CSU lands $25 million grant to boost methane detection work
The largest and most active methane emissions detection test bed in the world is located in Colorado. It just landed a $25 million grant from the U.S. Department of Energy to expand its methane leak simulator site in Fort Collins.
The Methane Emissions Technology Evaluation Center (METEC) is part of a collaboration between Colorado State University and the oil and gas industry to provide an advanced testing facility for new types of methane detecting equipment.
The simulator is “eight acres of Hollywood well pads,” said Daniel Zimmerle, director of the methane emissions program at CSU. “I like to call it Hollywood well pads because it looks like well pads, we can make them emit like well pads. So, it is just like a Hollywood set except it’s for leak detection.”
While CSU has been working on methane since 2011, the eight-acre facility outside of Fort Collins started in 2017 and operates more than 200 days per year testing equipment needed to find leaks in natural gas extraction and transmission systems.
“There is a tremendous need in the industry right now for support in method development and data collection to improve performance. This award from the DOE speaks to that need as well as our mission as a center directly,” Zimmerle said in a news release. “The planned upgrades will further enable testing across the natural gas supply chain from production to end use.”
Zimmerle said there are more than 200 independently controlled leak points in the simulator that can be combined to set up scenarios typical of production systems.
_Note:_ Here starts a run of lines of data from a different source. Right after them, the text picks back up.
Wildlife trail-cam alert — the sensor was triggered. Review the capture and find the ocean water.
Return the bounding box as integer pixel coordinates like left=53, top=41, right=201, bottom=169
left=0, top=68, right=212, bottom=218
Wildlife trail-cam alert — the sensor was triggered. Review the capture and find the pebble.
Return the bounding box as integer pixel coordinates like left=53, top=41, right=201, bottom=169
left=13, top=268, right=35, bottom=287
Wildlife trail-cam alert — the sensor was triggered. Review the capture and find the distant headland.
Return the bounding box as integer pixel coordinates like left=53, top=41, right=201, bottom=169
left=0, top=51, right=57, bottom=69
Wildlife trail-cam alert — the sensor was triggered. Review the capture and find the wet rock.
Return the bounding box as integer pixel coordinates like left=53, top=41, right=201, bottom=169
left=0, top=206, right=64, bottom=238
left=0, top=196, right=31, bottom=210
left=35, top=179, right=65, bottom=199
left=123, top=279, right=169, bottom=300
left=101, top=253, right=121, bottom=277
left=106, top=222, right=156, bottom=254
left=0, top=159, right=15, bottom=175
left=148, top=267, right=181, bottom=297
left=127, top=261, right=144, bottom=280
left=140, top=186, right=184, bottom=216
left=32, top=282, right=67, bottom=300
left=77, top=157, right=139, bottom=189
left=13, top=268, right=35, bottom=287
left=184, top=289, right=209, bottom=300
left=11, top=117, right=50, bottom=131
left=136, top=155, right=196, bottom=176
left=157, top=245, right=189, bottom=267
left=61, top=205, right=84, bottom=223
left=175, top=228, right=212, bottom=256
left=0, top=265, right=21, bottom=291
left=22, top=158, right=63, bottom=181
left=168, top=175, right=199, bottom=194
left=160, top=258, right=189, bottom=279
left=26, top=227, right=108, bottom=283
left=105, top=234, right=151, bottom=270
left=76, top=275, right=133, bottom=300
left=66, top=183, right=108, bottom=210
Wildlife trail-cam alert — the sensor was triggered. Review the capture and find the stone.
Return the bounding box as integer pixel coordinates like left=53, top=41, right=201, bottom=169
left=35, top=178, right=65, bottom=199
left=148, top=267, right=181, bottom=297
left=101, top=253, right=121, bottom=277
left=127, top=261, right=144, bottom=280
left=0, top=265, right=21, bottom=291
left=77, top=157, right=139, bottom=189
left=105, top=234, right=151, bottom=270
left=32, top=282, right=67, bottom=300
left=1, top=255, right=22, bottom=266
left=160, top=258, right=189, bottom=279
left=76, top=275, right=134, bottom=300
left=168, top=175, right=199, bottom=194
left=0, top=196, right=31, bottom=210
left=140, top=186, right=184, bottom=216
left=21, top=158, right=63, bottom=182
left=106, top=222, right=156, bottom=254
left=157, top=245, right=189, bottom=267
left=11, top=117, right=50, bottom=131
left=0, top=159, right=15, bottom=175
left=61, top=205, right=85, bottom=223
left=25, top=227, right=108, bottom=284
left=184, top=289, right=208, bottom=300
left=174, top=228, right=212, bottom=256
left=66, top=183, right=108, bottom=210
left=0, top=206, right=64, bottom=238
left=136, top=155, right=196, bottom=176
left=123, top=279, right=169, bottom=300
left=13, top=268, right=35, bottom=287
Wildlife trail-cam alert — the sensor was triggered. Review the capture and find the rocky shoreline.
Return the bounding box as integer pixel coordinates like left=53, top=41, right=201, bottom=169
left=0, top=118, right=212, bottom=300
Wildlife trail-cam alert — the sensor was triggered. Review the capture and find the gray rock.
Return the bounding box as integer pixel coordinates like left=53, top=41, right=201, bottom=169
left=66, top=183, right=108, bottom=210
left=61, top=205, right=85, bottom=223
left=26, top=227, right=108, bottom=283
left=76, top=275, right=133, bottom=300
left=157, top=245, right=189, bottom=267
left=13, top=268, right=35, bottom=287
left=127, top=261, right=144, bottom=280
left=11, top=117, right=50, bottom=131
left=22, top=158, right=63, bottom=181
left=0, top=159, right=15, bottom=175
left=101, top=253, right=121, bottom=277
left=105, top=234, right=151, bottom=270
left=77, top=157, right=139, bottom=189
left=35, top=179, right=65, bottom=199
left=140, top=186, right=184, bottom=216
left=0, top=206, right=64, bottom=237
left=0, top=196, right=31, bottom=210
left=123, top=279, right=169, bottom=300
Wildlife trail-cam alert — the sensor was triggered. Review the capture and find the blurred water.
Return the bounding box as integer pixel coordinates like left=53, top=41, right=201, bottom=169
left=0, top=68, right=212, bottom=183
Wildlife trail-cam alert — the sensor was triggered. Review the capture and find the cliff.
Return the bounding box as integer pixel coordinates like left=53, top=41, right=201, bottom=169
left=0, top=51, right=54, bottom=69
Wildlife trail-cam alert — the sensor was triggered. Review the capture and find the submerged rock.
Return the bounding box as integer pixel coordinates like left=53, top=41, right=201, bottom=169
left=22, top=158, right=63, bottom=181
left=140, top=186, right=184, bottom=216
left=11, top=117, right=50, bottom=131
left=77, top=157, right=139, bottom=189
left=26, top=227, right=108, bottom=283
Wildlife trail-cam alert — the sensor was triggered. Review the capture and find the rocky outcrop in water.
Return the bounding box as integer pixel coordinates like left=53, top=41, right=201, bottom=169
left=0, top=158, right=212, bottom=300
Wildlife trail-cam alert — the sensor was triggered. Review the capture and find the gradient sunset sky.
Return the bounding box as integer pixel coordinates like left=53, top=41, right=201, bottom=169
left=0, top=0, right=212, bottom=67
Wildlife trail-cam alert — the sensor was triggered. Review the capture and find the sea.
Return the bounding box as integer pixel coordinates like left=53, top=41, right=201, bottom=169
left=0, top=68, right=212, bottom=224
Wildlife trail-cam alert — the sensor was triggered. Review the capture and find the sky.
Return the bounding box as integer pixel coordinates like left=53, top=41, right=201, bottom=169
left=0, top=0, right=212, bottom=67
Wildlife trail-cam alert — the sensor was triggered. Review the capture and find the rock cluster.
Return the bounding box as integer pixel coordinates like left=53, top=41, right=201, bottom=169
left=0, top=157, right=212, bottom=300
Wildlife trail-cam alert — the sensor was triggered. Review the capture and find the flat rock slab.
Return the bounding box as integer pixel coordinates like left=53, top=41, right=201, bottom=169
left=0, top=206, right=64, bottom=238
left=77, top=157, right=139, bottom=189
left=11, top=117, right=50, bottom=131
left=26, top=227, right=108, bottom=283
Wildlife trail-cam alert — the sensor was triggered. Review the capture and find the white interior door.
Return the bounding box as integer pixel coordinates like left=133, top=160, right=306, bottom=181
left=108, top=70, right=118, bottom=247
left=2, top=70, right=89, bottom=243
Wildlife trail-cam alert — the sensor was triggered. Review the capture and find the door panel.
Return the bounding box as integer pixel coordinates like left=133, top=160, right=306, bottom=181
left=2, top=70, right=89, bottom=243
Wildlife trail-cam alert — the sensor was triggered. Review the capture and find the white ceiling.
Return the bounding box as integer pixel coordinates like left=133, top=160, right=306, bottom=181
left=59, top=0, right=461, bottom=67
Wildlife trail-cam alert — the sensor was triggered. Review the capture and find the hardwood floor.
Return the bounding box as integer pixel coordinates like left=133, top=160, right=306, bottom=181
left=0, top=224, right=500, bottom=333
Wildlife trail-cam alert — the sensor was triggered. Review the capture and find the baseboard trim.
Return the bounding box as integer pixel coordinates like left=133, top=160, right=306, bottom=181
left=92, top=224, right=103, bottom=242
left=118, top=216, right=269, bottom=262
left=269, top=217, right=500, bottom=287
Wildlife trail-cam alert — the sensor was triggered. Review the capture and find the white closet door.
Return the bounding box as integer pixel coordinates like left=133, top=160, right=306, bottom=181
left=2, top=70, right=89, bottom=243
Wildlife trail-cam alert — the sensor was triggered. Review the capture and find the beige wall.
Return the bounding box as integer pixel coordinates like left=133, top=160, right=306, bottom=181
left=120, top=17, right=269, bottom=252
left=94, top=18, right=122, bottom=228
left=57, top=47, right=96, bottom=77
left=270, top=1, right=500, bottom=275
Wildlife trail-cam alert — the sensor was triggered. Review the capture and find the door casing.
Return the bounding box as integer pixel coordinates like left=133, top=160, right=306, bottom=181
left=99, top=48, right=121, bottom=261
His team of 18 full-time employees and about 16 graduate students both operate the simulator, sometimes 24/7 and for months at a time, and conduct field research.
One current field project involves flying aircraft equipped with methane detectors in all of the gas production basins in Colorado, including the Denver-Julesburg Basin north of Denver and the upper Green River basin in southwest Wyoming. The intent is to reconcile differences in leak data found in current measurements.
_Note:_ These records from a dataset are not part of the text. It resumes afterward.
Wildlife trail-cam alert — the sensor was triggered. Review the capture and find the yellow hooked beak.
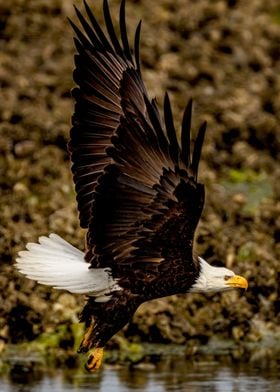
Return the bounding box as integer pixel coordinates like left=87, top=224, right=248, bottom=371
left=226, top=275, right=248, bottom=290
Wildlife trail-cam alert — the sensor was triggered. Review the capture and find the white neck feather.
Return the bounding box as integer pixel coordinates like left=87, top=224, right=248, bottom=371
left=190, top=257, right=234, bottom=293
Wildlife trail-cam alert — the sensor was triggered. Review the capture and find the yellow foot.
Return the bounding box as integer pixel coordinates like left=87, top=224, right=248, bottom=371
left=85, top=347, right=103, bottom=372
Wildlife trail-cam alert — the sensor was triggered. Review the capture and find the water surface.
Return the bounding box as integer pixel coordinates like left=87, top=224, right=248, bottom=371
left=0, top=358, right=280, bottom=392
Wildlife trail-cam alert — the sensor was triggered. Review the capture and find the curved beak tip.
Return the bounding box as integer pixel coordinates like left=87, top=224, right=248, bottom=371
left=226, top=275, right=248, bottom=291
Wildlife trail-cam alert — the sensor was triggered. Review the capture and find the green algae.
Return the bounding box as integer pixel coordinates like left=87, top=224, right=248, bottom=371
left=221, top=168, right=273, bottom=214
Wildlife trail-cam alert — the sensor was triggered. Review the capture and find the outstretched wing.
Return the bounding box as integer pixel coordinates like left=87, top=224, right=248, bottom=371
left=68, top=0, right=145, bottom=228
left=70, top=0, right=206, bottom=268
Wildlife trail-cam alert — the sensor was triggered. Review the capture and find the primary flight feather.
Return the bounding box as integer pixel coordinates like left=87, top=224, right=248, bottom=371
left=16, top=0, right=247, bottom=370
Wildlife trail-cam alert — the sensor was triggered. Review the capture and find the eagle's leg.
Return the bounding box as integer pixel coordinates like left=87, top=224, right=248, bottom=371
left=78, top=293, right=140, bottom=371
left=78, top=316, right=103, bottom=372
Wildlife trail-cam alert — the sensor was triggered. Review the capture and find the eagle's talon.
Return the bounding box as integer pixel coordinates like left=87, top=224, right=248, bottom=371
left=85, top=347, right=103, bottom=372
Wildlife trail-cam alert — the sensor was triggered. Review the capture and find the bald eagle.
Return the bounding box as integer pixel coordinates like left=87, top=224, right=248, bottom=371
left=16, top=0, right=247, bottom=371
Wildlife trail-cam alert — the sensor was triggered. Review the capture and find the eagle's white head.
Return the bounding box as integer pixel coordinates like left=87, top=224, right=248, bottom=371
left=190, top=257, right=248, bottom=293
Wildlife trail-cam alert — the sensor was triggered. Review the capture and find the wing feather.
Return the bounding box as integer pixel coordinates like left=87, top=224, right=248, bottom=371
left=69, top=0, right=206, bottom=271
left=68, top=0, right=145, bottom=228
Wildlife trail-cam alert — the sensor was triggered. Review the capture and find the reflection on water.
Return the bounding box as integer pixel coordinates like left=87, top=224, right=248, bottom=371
left=0, top=358, right=280, bottom=392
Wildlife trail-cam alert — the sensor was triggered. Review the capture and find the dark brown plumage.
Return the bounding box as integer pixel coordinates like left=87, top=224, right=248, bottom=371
left=16, top=0, right=247, bottom=370
left=69, top=0, right=206, bottom=366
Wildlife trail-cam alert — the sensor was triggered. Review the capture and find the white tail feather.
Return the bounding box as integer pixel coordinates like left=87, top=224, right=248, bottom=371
left=15, top=234, right=121, bottom=302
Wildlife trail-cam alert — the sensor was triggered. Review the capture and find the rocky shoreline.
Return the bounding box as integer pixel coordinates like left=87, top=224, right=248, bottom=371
left=0, top=0, right=280, bottom=368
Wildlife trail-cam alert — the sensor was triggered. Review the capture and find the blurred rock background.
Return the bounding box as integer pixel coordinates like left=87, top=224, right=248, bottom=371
left=0, top=0, right=280, bottom=364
“That is what’s called a top-down bottom-up project where we have towers that are going to surround the whole basin and get an estimate from the top down,” said Zimmerle. “And then we have a field campaign which is going to look at facilities with ground-based teams and aircraft-based teams to understand better why those two numbers don’t agree.”
The facility tests everything from fixed fence line monitoring sensors to hand-held and vehicle mounted systems.
In the course of testing, said Zimmerle, methane is necessarily emitted into the atmosphere. He said they can program leaks as small as one cubic foot per hour up to 600 cubic feet per hour.
Using their portable system they can hook up to a gas line at a gas company’s facility and go up to about 125,000 cubic feet per hour.
“That’s a major event,” said Zimmerle. “And some of those may be like blow downs or similar types of maintenance events. Others could be things like an unlit flare in locations where gas flaring is allowed. You also see problems occasionally, rarely, but occasionally problems where there’s actually leaks that large as well.”
One of the technologies they work with is the frequency comb laser system invented and developed at the University of Colorado Boulder. That system, marketed by LongPath Technologies of Boulder, can not only detect methane emissions, but using laser light only absorbed by methane molecules, it can quantify how much of the gas is leaking.
“There’s various hand carried instruments we’ve tested, things you can put on aircraft or drones and fly around stuff you put in larger aircraft and fly overhead,” Zimmerle said. “We’ve tested almost every combination except for one, actually we have not had gas sniffing dogs yet come to the facility and yes, it actually is a thing.”
Zimmerle said they are developing a portable system that can be moved around the country to replicate equipment tests in different climatic conditions and on different site types.
The current site is going to be rebuilt to look more like today’s larger, more complex natural gas handling sites.
To run a test of a detector costs about $3,500 per day, he said. But for larger test programs using multiple types of equipment, the costs can be split among participants. Also, Zimmerle said the Department of Energy has been buying down the testing costs by about a third to a half to make it less expensive and to stimulate the industry.
Twenty million of the award comes from the DOE, while the remaining $5 million comes from matching industry funds.